Model deformed rubber parts using the volume of the original part as constraint

Recently had a colleague draw up a more detailed description of this issue and why is hard to solve. I hope this clarifies this issue a bit more. Should be a nice challenge for the Autodesk team at Cambridge.

Lianne Mostert Wrote:

Changing dimensions at a constant volume for curved objects

For dimensional purposes it maybe needed to calculate the dimensions of a curved object in different circumstances.

Take for instance an o-ring seal. The o-ring is made of a string with radius r₁, the radius of the center of the o-ring itself to the middle of the string is R₁. The internal radius of the o-ring, P₁, thus is P₁=R₁-r₁.

When the o-ring is at rest, the volume I₁ which is 2π²r₁²R₁.

When however the o-ring is placed around a metal axis which is just a bit wider than the inner circle of the o-ring, it will stretch. However, the volume will remain constant.

Now, we do want to know the new dimensions of the stretched o-ring, say r₂ and R₂.

We do know I₂ because I₂ = I₁ and we do know the new internal radius of the o-ring P₂, which is equal to the radius of the used metal axis.
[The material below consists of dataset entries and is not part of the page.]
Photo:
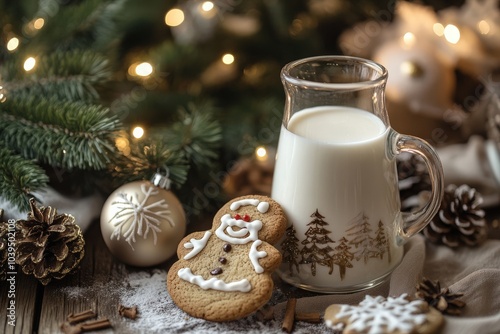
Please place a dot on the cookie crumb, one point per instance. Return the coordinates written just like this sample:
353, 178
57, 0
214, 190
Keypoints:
289, 315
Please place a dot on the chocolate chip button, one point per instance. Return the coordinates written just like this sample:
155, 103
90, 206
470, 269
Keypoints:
216, 271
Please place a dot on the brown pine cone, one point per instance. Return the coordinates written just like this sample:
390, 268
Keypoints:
4, 228
439, 298
460, 221
48, 245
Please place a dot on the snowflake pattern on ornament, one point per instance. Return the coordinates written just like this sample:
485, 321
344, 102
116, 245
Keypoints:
375, 315
136, 217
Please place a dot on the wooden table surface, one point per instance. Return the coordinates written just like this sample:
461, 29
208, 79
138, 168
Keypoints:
42, 309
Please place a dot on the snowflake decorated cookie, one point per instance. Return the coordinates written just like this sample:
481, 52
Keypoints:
378, 315
224, 273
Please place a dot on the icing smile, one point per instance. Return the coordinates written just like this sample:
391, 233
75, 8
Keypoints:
238, 231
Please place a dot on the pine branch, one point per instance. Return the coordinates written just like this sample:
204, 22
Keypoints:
72, 75
61, 134
78, 20
197, 134
18, 177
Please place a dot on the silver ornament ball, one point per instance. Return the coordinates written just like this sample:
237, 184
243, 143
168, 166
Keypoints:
142, 223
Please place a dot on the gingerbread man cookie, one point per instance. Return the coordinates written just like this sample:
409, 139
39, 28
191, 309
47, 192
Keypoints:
377, 315
224, 273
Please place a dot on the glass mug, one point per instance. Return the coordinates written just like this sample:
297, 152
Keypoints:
336, 177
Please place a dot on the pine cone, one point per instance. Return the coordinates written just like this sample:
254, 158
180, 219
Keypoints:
441, 299
4, 228
459, 221
48, 245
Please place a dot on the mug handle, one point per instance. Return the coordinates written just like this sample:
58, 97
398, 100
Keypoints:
414, 222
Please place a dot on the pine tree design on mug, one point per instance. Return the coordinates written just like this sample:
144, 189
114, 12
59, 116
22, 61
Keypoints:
360, 242
317, 235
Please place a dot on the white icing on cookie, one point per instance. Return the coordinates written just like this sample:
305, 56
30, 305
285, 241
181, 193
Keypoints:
214, 283
255, 255
379, 315
197, 245
242, 202
227, 232
263, 207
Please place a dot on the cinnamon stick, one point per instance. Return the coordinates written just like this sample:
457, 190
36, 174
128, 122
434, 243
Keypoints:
95, 325
289, 315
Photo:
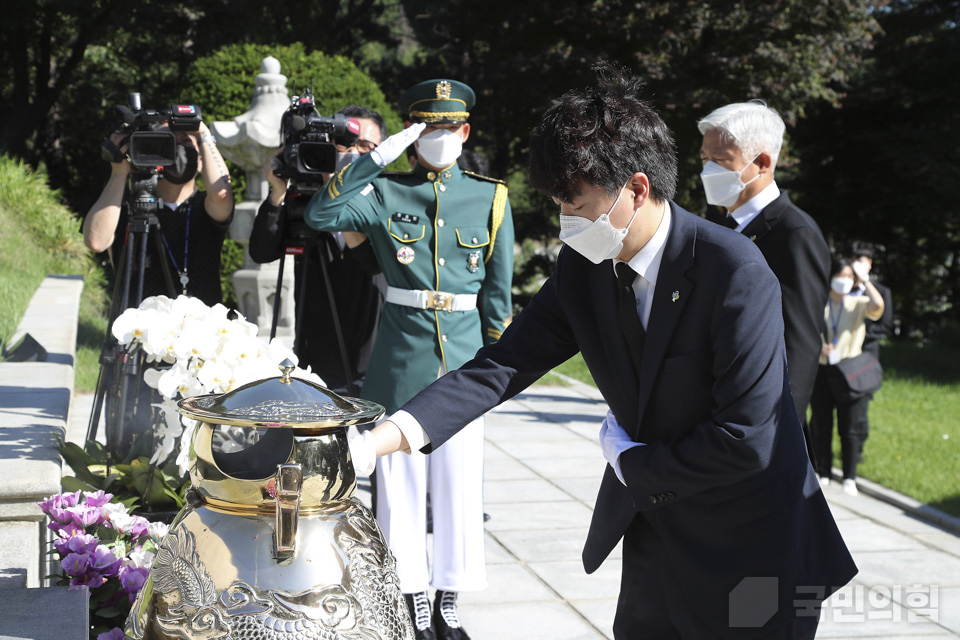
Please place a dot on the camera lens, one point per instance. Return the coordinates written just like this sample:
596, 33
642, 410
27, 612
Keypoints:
153, 148
319, 157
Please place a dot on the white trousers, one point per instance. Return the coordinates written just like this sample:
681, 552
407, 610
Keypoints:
454, 475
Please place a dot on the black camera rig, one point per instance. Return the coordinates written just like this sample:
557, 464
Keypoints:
310, 141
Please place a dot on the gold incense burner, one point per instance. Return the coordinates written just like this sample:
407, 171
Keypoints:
272, 544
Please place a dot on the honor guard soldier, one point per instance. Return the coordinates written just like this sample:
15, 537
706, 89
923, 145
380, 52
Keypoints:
444, 238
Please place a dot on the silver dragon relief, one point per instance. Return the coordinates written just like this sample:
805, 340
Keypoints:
181, 599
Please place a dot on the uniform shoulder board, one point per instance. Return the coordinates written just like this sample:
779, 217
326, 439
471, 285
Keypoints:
486, 178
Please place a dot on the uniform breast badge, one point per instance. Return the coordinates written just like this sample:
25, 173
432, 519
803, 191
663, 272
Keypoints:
405, 255
473, 261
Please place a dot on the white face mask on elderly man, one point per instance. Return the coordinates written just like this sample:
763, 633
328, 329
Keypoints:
598, 240
723, 186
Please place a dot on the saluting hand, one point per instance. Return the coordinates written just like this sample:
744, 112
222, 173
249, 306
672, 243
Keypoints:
394, 146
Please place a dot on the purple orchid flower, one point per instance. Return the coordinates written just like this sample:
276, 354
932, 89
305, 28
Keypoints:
105, 562
76, 564
82, 543
96, 498
85, 516
91, 579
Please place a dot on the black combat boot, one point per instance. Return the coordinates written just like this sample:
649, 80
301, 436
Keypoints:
419, 606
445, 618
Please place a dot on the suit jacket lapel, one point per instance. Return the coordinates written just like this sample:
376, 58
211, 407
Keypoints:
603, 287
670, 295
767, 218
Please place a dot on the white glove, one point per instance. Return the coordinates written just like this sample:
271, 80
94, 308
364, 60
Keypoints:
862, 270
392, 148
614, 441
364, 453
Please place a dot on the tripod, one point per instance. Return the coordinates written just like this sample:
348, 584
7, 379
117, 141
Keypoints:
302, 242
119, 368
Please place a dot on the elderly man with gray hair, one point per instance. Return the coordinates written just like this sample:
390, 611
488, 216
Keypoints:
741, 145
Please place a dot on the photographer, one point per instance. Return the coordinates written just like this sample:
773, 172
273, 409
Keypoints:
357, 294
193, 223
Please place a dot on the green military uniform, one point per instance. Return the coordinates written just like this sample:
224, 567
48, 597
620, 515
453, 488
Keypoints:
448, 232
434, 233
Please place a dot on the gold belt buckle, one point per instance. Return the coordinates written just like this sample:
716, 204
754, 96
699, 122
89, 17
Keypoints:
439, 300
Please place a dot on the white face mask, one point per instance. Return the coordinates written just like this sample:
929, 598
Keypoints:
345, 158
598, 240
843, 286
723, 186
440, 148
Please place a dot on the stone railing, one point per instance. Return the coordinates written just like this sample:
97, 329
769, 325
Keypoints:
34, 407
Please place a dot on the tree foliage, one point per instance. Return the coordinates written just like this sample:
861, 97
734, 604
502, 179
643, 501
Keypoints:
868, 89
886, 167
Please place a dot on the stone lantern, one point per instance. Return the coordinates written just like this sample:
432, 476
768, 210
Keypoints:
249, 140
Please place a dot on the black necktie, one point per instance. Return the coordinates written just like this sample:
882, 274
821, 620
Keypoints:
629, 318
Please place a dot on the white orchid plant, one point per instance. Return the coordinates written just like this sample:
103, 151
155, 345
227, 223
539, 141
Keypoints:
195, 350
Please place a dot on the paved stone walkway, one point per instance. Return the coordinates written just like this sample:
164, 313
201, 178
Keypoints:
542, 471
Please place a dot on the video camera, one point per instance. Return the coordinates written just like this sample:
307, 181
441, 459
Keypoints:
150, 149
309, 141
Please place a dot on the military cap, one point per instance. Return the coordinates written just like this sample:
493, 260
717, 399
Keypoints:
438, 102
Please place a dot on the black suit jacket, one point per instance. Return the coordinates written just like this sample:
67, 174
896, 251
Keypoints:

The internal radius of the o-ring is therefore stretched by δP = P₂ -P_1.

Assuming the o-ring is stretched out equally, so its form remains an o-ring, you might think R₂ is R₁ + δP. This however cannot be true as r₂ has to change, which has the effect that the position of the middle of the string changes and therefore R also. In other words: r and R are not independent of each other. Therefore we have one equation ( I₂ = 2π²r₂²R₂) with three variables of which only one (I₂) is known. This is not solvable.

Another way to handle this is to relate the volume to r and P, which are independent variables. As δP=R-r, the volume equation can be rewritten as I = 2π²r²(P+r) or I = 2π²r²P+ 2π²r³.

This equation cannot be rewritten to an equation of r as a function of P and I, so the values have to be found by iteration. This is possible of course, but it is quite an annoying job. What’s more, this is the most simple example as rubber parts often have much more complex dimensions.